While most legal experts are clear that referendum powers reside squarely with the UK government, Johnson might still not want to take the very small risk of losing in the courts. More likely is that he would simply assert that it is clear that the power resides at Westminster, reminding the SNP that it agreed in 2014. Johnson would then wait for Sturgeon to be pressed by radical SNP supporters and the Alba Party to hold an unofficial referendum or declare independence unilaterally. But Sturgeon is unlikely to have changed her mind since 2016/2017 when she refused to embark on this trajectory, although the 2016 Scottish elections had produced an SNP/Green majority for independence.

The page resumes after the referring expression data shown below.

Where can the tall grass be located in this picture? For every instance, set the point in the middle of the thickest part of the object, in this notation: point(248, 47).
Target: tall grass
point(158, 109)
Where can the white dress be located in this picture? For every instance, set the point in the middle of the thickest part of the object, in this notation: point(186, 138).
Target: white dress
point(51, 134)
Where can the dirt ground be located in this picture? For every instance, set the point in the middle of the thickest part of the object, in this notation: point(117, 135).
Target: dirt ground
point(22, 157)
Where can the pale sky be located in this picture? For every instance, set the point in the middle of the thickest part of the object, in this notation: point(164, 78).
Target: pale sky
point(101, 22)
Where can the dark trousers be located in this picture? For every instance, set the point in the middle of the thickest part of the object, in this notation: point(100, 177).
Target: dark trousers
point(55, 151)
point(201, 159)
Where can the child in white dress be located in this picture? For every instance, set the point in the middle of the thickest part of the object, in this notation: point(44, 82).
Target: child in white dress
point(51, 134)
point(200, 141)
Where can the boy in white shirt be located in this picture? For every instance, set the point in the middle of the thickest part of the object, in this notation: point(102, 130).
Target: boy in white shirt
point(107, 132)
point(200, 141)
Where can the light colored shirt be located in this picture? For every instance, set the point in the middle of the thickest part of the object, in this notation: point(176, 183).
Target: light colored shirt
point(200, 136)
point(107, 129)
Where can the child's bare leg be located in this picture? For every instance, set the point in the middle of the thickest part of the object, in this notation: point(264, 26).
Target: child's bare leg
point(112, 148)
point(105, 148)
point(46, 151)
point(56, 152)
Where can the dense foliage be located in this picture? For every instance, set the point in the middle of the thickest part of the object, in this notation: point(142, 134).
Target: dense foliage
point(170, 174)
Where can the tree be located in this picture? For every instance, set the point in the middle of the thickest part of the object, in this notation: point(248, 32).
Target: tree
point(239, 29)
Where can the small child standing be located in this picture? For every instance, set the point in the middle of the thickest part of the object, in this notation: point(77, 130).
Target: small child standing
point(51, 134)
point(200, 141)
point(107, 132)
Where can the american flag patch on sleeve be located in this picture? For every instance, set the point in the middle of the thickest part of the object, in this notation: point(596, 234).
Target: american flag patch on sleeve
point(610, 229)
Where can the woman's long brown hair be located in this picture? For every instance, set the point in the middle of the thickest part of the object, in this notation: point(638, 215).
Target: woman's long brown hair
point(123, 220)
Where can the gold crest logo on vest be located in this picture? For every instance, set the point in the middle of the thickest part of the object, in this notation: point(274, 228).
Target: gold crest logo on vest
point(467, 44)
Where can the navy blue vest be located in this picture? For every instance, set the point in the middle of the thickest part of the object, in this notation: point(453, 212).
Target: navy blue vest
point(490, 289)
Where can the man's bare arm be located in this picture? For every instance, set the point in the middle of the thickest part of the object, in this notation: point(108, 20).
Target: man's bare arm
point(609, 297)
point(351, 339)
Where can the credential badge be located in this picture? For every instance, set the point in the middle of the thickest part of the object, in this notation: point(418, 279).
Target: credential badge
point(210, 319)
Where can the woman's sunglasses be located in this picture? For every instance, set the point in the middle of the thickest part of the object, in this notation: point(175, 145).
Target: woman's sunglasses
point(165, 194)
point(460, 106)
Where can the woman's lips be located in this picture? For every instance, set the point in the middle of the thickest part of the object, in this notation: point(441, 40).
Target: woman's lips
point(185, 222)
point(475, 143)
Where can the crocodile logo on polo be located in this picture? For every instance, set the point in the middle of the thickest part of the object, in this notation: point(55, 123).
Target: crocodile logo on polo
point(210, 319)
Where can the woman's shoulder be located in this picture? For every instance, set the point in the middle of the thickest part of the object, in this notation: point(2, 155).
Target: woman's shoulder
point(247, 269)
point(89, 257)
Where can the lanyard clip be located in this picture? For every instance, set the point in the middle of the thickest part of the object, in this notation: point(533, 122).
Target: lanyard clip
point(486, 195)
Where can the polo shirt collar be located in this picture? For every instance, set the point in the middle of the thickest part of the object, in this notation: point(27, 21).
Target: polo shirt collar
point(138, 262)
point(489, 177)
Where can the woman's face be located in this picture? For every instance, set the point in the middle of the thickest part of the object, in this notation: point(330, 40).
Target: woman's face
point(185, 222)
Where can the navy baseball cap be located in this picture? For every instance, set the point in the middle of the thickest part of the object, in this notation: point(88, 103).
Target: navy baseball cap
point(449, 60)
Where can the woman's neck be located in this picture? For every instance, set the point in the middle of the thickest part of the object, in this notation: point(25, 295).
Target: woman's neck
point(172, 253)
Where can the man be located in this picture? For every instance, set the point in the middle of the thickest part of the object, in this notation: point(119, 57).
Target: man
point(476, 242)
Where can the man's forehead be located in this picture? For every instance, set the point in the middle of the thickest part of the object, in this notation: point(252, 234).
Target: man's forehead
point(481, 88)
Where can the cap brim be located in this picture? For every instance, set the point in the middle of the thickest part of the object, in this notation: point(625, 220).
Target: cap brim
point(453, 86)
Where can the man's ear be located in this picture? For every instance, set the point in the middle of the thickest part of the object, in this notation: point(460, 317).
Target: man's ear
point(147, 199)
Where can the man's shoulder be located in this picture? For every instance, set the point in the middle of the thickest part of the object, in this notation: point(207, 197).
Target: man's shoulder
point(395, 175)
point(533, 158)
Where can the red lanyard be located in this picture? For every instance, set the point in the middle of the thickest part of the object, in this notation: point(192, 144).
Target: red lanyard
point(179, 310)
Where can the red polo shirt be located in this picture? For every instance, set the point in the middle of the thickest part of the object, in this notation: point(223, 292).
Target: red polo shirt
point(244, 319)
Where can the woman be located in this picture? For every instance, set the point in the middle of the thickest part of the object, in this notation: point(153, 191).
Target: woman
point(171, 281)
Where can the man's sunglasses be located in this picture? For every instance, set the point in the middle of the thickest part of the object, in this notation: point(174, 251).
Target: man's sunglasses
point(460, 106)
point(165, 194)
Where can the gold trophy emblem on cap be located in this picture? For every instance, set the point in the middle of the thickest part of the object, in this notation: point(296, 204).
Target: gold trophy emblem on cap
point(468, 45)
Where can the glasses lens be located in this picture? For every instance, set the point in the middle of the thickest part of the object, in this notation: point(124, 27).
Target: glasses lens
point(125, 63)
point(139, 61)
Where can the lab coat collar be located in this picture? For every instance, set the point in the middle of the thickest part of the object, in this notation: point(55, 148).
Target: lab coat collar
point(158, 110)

The pressure will likely be more intense on Sturgeon this time because of the emergence of the Alba Party, Brexit and its economic consequences, Johnson’s extreme unpopularity in Scotland, and a consistent polling trend suggesting that an independence referendum might be winnable by the Yes side. Even some Conservatives believe that if Sturgeon has a clear majority for an independence referendum, it would be politically impossible to resist it forever as to do so would go against the democratic will of the Scottish people. But the PM remains unlikely to listen to these voices.

Johnson’s third way?

In short, neither side can afford to lose a potential referendum. The UK government cannot risk any gambles when it comes to the union, and the SNP cannot afford to lose the unfulfilled desire for independence as a tool for mobilizing voters. This situation makes it doubtful that either side would commit to holding a vote any time soon.

Instead, Johnson may consider some sort of third way reform by setting up a royal commission on the nations and regions of the UK, looking at the balance of powers across Scotland, Wales, Northern Ireland, England, and across the local authorities and regions of England. The obvious route to make the UK more federal in a way that might appease Scottish nationalists would be to reform the House of Lords to turn it into an elected body representing the nations of the UK and England’s regions.

Such a project would, however, have far-reaching consequences for the UK’s constitutional order and system of government. Moreover, not even master campaigner and chief disruptor Tony Blair achieved Lords reform with his substantial majorities. Therefore, the idea is not currently favored in the Conservative Party and remains unlikely to materialize, at least in the short term.